The most important thing you can do to prepare for the future is plan. Your planning can be as comprehensive as hiring an estate planner or it can be as simple as listing accounts, writing a will and getting it notarized, and discussing your wishes with family and family members.
Obviously, the more planning you do, the easier it will be when important decisions have to be made and when you find that an older family member needs increasing levels of care.
The section of this website on Legal Issues provides information on Trusts, Powers of Attorney, Wills, Living Wills, Guardianship, Hiring Help, Estate Planning, and Choosing an Attorney.
The section on Paying for Long-Term Care provides information on Private Pay (including long-term care insurance), Social Security, Medicare, Medicaid, Veteran's Benefits, and personalized assistance. A lot of this information is relevant to planning for the future.

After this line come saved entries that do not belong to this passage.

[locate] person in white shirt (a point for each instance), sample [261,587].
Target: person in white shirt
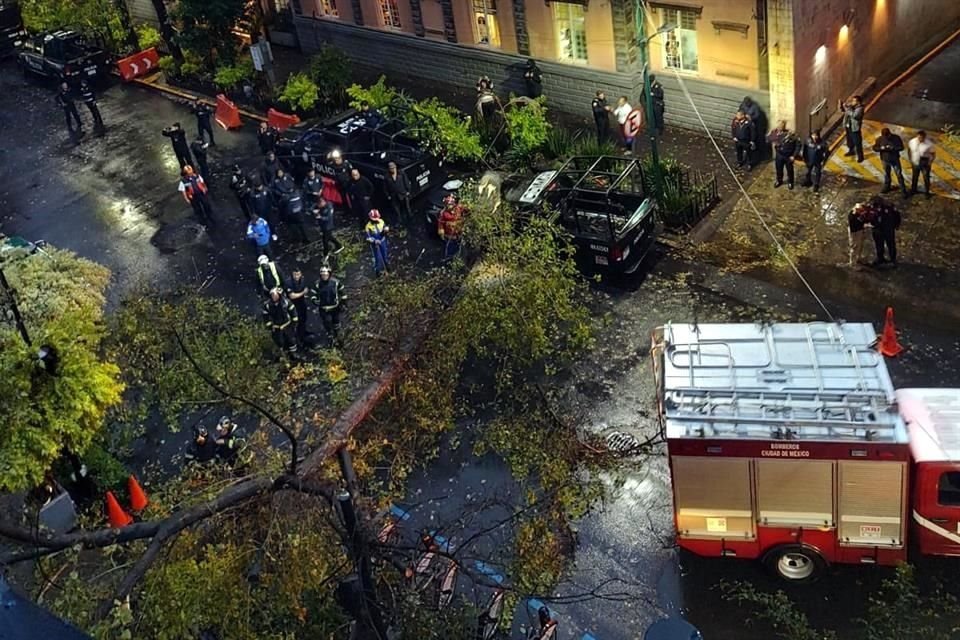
[621,112]
[922,154]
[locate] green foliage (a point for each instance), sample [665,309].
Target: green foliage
[445,131]
[300,92]
[379,95]
[104,22]
[232,76]
[226,343]
[527,127]
[168,64]
[61,297]
[560,143]
[330,69]
[206,27]
[147,36]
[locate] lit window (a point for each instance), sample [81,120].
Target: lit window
[680,45]
[485,20]
[390,12]
[571,32]
[328,8]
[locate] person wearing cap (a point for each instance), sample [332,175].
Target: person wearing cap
[281,318]
[194,192]
[268,274]
[376,233]
[329,297]
[323,214]
[258,233]
[297,291]
[450,226]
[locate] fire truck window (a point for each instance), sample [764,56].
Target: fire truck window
[948,490]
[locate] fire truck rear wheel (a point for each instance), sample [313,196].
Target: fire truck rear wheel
[795,563]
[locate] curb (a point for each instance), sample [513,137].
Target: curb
[167,89]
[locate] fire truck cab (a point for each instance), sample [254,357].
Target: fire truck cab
[787,443]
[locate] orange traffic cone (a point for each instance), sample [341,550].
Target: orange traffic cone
[115,513]
[138,499]
[888,344]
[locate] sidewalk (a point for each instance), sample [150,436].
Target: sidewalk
[925,288]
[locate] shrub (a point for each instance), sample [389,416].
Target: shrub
[300,92]
[330,69]
[147,36]
[527,127]
[232,76]
[379,95]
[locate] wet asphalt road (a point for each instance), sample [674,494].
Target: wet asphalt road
[113,199]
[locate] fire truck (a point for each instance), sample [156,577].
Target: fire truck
[788,444]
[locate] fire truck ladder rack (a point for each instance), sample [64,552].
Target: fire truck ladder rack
[803,396]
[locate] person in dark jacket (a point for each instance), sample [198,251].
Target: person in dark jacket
[815,152]
[601,116]
[889,145]
[742,131]
[360,190]
[199,148]
[533,79]
[323,214]
[397,187]
[65,101]
[89,98]
[267,138]
[178,139]
[240,186]
[786,146]
[885,224]
[268,169]
[852,126]
[204,117]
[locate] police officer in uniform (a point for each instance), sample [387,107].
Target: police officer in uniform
[65,102]
[90,99]
[601,116]
[241,189]
[178,138]
[199,148]
[815,153]
[328,295]
[204,114]
[281,317]
[785,148]
[269,275]
[297,292]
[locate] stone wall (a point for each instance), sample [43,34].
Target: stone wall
[409,60]
[882,38]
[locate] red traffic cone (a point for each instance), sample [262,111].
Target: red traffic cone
[115,514]
[138,499]
[888,344]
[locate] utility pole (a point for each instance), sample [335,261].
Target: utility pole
[10,301]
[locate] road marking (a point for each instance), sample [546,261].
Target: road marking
[945,173]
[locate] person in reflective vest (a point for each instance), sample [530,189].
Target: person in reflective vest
[450,226]
[328,295]
[194,191]
[268,275]
[376,231]
[281,318]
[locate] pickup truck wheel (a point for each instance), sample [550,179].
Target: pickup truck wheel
[795,563]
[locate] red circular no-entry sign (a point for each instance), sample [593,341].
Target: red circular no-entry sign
[633,123]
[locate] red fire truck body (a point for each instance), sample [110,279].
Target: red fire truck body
[787,443]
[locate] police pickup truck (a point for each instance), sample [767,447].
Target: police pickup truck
[601,202]
[62,55]
[369,150]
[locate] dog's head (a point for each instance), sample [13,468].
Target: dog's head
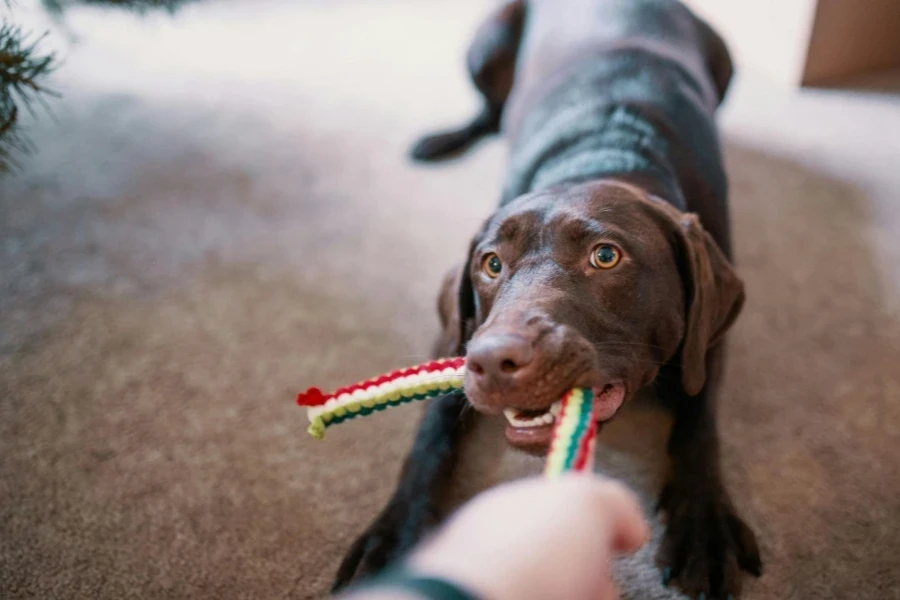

As you plan for your future, plan for your health and independence as well. Think of your housing situation and whether you will be able to continue to take care of the home in which you now live. If you think you may not be able to handle what is needed, consider moving to a smaller home with less maintenance requirements. Otherwise, you may find yourself paying someone to handle routine chores for you. Moving while you are healthy will be easier, both physically and emotionally.
Get involved in activities and utilize the free offerings of local Senior Centers (locate your local Senior Centers by contacting your Area Agency on Aging). You want to remain healthy and independent for as long as possible. It's less expensive and more fun!